I did as he asked, then stood as far away as I could get and still see.
Doc Bill drew back the shroud, revealing a marble-pale Abraham Nesersheim. I started at the expression on his face, which was very similar to the one I’d observed on Ms. G. after her death.
“Is that common?” I asked.
Doc, who’d been scribbling on a clipboard, paused. “Is what common?”
“He seems frightened to death.”
Doc Bill tilted his head, contemplated Abraham. “Not common, no. But not necessarily unusual.”
He returned to work. Since there was no convenient X-ray machine at the morgue, he skipped that step and moved on to describing the outer appearance of the victim, then weighing the body. Next, Doc sliced Abraham’s chest open with what I knew to be a solid-silver scalpel. If Abraham were a werewolf, we’d already know about it.
But nothing happened. No smoke, no flames, no explosion. No shouts, no screams, no getting up and running off. Abraham was definitely dead.
Doc Bill worked with painstaking efficiency. As he did, he spoke of his findings into a tiny mike he’d pinned to his collar.

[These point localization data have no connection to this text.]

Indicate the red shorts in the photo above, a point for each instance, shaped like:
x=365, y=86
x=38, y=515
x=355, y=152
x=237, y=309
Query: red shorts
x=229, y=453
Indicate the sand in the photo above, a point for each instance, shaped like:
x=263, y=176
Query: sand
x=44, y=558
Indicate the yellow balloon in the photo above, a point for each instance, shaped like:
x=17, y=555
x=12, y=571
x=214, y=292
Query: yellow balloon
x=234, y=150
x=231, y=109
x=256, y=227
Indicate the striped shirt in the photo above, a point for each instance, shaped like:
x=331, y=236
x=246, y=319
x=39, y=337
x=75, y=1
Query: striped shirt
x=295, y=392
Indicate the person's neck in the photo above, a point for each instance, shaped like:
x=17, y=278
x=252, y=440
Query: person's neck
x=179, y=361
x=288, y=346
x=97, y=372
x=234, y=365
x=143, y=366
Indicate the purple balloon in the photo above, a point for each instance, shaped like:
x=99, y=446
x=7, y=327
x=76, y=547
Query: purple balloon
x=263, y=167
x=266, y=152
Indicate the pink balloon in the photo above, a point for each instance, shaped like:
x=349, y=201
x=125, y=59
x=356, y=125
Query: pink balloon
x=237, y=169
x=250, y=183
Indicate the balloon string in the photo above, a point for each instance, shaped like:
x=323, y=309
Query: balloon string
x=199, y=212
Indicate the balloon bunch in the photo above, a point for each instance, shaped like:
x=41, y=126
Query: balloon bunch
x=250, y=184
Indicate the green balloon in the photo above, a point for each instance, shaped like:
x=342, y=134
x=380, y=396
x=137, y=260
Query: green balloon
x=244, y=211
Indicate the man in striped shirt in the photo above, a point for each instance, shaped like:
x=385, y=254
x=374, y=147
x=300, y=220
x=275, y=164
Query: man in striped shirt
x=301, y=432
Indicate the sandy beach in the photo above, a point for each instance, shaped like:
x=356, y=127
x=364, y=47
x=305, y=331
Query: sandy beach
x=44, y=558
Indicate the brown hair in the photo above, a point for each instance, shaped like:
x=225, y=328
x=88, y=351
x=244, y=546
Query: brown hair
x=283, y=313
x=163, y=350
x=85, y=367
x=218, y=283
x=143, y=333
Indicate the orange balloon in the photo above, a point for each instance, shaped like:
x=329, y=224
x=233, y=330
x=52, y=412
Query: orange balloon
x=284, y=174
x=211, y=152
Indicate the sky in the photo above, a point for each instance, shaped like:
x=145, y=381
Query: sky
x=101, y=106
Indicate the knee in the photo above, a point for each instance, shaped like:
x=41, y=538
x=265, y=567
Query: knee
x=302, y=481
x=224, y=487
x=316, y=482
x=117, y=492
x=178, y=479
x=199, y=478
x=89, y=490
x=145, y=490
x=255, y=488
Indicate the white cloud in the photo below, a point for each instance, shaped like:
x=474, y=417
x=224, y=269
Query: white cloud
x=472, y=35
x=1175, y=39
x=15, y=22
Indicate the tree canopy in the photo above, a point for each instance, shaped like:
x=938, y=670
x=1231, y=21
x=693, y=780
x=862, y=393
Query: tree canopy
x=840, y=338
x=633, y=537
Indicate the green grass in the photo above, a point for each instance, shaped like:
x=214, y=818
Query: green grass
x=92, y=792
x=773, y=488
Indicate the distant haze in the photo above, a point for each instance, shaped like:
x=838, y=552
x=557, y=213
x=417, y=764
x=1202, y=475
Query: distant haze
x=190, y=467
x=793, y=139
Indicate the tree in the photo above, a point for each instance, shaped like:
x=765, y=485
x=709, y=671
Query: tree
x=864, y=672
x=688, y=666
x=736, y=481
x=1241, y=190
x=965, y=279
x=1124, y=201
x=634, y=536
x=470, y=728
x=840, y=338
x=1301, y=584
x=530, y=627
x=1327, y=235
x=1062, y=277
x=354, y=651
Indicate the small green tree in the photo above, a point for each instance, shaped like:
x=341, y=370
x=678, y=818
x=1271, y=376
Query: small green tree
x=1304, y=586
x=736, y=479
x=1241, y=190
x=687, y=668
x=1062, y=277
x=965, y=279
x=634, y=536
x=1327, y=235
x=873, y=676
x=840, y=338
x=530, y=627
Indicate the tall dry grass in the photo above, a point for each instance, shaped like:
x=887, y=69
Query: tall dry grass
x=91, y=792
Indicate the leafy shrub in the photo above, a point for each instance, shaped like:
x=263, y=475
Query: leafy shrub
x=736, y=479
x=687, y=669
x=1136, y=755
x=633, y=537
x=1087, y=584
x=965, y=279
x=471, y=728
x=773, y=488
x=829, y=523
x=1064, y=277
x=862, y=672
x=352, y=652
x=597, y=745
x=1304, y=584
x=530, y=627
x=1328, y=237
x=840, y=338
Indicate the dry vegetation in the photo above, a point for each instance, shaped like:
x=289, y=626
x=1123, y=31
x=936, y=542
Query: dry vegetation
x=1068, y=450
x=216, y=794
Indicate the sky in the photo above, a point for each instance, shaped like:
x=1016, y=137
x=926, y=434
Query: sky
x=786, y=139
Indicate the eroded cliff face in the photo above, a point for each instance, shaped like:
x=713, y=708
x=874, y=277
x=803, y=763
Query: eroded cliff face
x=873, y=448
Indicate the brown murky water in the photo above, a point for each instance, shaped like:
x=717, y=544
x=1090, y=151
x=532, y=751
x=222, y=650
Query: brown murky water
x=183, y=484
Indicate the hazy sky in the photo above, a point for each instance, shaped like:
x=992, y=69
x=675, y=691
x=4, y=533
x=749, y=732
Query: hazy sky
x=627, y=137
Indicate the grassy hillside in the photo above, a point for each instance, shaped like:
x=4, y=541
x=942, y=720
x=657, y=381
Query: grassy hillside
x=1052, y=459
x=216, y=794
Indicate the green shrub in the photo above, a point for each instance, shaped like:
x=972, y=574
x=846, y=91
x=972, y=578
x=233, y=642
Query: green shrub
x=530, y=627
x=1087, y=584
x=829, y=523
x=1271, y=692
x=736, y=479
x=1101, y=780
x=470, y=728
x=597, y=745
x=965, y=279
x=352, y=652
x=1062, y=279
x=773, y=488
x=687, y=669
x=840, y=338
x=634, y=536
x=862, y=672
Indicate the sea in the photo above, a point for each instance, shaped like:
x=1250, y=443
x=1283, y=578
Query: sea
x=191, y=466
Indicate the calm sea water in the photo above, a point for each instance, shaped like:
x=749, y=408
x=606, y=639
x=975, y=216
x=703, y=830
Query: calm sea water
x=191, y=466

The smell of chemicals had just begun to make me light-headed when Doc froze, making a strangled, garbled sound of surprise.
I stepped forward, hand already on my gun, expecting Abraham to sit up, despite the hole in his chest, grab Doc Bill, and snap his neck like a twig. However, the corpse lay there, as a good corpse should.
“What is it?” I drew my gun. No point in being unprepared.
“Impossible,” Doc managed, his voice hoarse and thin.
“What’s impossible?”
His hand shook as he directed my attention to the chest cavity.